Alex Lyon was up in the rotation last night, and that one, well, it didn’t go quite as well. The team in front actually did some good work last night to limit the number of chances that were getting through to Lyon, but he wasn’t really in top form—he made some nice saves, but there were more moments when he just didn’t seem to be tracking the puck all that well. This meant that, in the end, he gave up four goals on 24 shots, and that’s a pretty tough one to swallow.
And, as always, we’re reminded of the difficulty of his situation, spending just about the whole of the season on the taxi squad and getting so little actual playing time, but this performance was still one that could have been sharper.
Welcome, Jackson Cates!
One of the neat bits to come out of last night’s game was newly signed forward Jackson Cates’s NHL debut. The Flyers signed him out of UMD last week, and after he completed his quarantine, they moved him right up to the active roster, and were looking to get him in for an NHL game pronto, and that just turned out to be last night.
All in all, it was a fine enough first game for Cates, if a bit of a mixed bag, considering he was making the jump straight from the NCAA level to the NHL. The good news is that he brought a nice bit of energy and had a couple nice looks for himself, and he definitely made his presence known in that way. The bad news is that David Quinn was really trying to get Artemi Panarin’s line out against Cates’s as much as possible, and that went just about as well as expected—Cates came out of this one with an adjusted 40.47 CF% and 36.37 xGF%, losing that matchup pretty decidedly.

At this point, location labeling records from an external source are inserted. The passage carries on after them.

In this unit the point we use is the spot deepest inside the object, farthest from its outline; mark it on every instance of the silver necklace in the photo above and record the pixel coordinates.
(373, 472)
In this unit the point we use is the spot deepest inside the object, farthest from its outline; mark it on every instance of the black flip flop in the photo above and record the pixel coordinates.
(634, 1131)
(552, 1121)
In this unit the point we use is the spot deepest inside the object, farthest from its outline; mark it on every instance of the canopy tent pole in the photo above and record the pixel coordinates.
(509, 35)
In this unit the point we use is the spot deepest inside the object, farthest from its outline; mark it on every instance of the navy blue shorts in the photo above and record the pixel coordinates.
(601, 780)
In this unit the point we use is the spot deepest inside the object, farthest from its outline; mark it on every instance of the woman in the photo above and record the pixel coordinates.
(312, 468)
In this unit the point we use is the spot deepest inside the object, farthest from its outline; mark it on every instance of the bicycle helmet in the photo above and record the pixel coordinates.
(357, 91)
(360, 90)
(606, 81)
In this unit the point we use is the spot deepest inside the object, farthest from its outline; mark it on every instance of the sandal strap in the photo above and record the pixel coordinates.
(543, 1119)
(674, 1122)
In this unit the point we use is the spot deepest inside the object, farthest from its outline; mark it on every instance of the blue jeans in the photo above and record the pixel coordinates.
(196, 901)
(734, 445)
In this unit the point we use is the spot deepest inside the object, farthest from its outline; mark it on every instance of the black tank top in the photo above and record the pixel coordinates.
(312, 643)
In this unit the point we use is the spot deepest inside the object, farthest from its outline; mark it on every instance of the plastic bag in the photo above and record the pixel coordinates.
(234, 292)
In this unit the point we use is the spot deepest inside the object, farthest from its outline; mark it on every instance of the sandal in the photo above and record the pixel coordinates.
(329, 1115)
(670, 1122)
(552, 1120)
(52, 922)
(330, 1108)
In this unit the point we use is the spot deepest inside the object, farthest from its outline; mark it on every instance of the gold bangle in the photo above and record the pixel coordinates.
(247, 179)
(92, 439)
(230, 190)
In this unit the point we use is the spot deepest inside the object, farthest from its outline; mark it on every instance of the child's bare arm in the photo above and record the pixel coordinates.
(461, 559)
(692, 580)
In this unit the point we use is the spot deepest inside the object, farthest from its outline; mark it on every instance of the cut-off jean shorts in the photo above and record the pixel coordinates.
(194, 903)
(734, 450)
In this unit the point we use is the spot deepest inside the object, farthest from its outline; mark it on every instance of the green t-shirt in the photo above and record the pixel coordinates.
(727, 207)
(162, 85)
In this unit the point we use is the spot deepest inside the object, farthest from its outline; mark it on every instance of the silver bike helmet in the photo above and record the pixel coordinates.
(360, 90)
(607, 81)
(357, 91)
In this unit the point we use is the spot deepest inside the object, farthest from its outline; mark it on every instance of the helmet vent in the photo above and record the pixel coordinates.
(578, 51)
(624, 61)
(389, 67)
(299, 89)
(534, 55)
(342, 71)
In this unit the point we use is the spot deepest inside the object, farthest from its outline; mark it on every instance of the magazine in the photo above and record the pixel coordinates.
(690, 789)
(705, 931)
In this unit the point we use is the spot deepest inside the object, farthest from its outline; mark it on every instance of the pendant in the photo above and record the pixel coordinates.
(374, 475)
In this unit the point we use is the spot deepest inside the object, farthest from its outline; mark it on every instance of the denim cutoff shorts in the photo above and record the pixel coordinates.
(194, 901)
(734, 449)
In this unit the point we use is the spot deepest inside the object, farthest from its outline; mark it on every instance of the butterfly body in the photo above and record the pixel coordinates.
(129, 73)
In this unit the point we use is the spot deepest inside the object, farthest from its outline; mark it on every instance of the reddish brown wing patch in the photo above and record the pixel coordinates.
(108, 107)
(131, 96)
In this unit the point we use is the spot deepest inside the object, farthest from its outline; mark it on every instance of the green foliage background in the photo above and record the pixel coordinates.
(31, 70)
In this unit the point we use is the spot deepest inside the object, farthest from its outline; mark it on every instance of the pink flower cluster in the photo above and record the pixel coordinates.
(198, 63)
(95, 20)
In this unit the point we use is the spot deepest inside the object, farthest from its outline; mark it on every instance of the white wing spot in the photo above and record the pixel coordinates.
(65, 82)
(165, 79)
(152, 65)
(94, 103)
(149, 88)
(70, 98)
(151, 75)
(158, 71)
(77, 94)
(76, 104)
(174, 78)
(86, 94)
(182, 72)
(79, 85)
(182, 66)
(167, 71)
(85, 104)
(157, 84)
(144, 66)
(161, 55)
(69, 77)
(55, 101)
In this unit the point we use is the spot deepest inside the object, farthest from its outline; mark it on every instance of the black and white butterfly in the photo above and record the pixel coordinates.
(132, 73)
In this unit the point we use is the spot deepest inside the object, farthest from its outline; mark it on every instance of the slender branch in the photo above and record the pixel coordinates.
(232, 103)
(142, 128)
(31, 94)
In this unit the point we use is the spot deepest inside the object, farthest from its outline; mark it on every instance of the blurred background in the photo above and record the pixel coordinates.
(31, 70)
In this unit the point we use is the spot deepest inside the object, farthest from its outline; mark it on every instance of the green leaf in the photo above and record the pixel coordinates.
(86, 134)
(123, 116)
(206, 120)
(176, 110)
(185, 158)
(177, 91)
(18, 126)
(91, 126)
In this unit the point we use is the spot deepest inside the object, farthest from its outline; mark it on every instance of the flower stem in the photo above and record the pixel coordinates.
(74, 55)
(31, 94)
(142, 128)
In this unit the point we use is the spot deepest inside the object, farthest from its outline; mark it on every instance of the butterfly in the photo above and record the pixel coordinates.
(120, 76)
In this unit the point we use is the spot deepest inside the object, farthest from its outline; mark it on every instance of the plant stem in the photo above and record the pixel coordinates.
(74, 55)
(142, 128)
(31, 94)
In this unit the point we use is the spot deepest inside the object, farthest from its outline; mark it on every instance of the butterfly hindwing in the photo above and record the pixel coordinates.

He’s, in all likelihood going to be more of a factor with the Phantoms next season than with the Flyers, so we’re not going to get too fussed about him not coming in and looking positively lights out in his debut. But it was cool to see him make that debut, all the same.
“There’s no quitters on the team.”
If there’s one quote that’s haunted us through this series, it’s that one from Brian Elliott from Wednesday. It’s one that makes a lot of sense to come from someone on the team—I mean, they’re certainly not going to roll up to a media availability and say “yeah, we’ve given up—but it really opens up a whole can of worms when placed against the backdrop of, well, the whole of the season.
To be clear, we don’t really think the team has wholly given up on the season. They haven’t been consistent, to be sure, but the positive flashes are enough to show us that there’s still engagement happening, even if the results aren’t there. But it remains that the engagement hasn’t been completely consistent either, and there have been more stretches than we’re particularly comfortable with when the teams has looked just plain listless, and the question of quitting hasn’t seemed so far fetched.
And, in the face of stretches of flat, poor play, if we’re to believe that this is what the team looks like when they are still trying? Well, that is a bit troubling.